Fuel Hikes, Naira Depreciation Could Raise Inflation—Analysts

According to experts rising fuel prices and currency depreciation will put inflationary pressure

by Otobong Tommy
Fuel Hikes, Naira Depreciation Could Raise Inflation—Analysts

KEY POINTS


  • Nigeria’s inflation may hit 32.21 per cent in September, they project.
  • Inflation is driven by increased fuel prices and currency naira depreciation.
  • Structural challenges are facing the Central Bank’s tight monetary policy.

Nigeria could be facing a resurgence in inflation as rising fuel prices and a weakening naira take effect, economic analysts have warned. It comes as the National Bureau of Statistics (NBS) will release inflation data for September 2024.

Last month, Nigeria’s inflation rate fell to 32.15 percent from 33.40 percent in July as food supply improved during the harvest season. In its defense, analysts at Meristem Research also predicted inflation will rise slightly to 32.21 per cent in September.

Inflation fuelled by naira depreciation, fuel prices

The Meristem report states that core inflation will rise to 27.94 percent from 27.58 percent in August, due to petroleum prices jumping 42.68 percent in August. Fuel scarcity and the rise in transportation costs will hit the prices of goods and services, says the report.
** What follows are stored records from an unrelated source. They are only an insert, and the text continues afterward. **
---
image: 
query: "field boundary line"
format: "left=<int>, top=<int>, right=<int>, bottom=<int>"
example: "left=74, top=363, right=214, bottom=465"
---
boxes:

‘The primarily pass-through effect of higher fuel prices on transportation likely will push up food prices despite the continuing harvest season,’ the analysts said.
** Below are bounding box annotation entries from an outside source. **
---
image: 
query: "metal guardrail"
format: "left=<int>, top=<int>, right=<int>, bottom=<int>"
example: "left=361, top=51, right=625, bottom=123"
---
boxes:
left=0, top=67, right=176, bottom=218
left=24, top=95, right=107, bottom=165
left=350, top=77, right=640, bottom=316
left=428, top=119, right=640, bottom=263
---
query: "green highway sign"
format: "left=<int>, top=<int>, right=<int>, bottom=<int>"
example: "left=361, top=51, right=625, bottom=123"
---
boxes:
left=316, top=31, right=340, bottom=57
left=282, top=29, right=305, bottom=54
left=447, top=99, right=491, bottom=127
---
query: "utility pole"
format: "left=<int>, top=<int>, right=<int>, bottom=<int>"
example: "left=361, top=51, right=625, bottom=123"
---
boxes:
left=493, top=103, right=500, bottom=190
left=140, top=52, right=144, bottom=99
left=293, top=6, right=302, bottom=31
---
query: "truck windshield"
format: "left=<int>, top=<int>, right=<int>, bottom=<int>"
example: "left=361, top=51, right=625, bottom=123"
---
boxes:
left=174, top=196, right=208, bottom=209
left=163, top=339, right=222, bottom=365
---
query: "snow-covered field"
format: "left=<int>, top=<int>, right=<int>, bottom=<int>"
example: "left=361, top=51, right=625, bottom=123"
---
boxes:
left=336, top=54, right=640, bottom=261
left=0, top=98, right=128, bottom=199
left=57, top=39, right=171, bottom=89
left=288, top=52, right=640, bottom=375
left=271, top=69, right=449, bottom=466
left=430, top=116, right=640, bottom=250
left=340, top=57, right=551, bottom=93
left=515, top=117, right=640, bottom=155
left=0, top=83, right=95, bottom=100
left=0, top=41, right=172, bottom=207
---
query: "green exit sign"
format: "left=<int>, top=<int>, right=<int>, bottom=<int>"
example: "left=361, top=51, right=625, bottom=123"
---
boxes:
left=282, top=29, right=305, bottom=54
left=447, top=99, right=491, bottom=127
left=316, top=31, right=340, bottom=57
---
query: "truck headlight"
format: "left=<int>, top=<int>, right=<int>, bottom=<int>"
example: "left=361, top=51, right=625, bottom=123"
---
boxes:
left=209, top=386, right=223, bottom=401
Meanwhile, the depreciation of the naira by 4.31 percent in September is also adding to the inflationary pressures charging up the price of goods and services in the country.
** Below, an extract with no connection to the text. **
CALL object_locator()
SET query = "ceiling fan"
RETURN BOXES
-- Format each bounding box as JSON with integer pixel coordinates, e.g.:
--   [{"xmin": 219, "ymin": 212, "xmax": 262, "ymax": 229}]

Uncertain policy in the face of structural challenges

Addressing Cowry Asset Management Limited’s recent webinar, managing director, Johnson Chukwu said there were fears that inflationary trends could resurface in the fourth quarter. He added that the latest inflation decline may be reversed as fuel prices now stand at above N1,000 per litre.

But he pointed to the challenges with the Central Bank of Nigeria’s tight monetary policy, such as poor infrastructure, unreliable power supply and logistical bottlenecks. Chukwu said, “These structural issues retard stabilizing prices with monetary policy.”

The impact of Central Bank’s tight monetary policy on capital inflows

Starting from February 2024, Olayemi Cardoso has led the CBN with a very strict monetary tightening strategy. Consequently, yield on fixed income securities have been rising with the increase in MPR and Cash Reserve Ratios for banks.

However, these measures have attracted foreign investment as Investors seek for more return, according to the latest Capital Importation Report from the NBS.

According to The Punch, Currently the CBN’s benchmark interest rate is 27.25 per cent, after the September Monetary Policy Committee (MPC) meeting. While the move brings positive impact on capital inflows, analysts say it could further drive inflation pressures arising from structural challenges and rising fuel prices.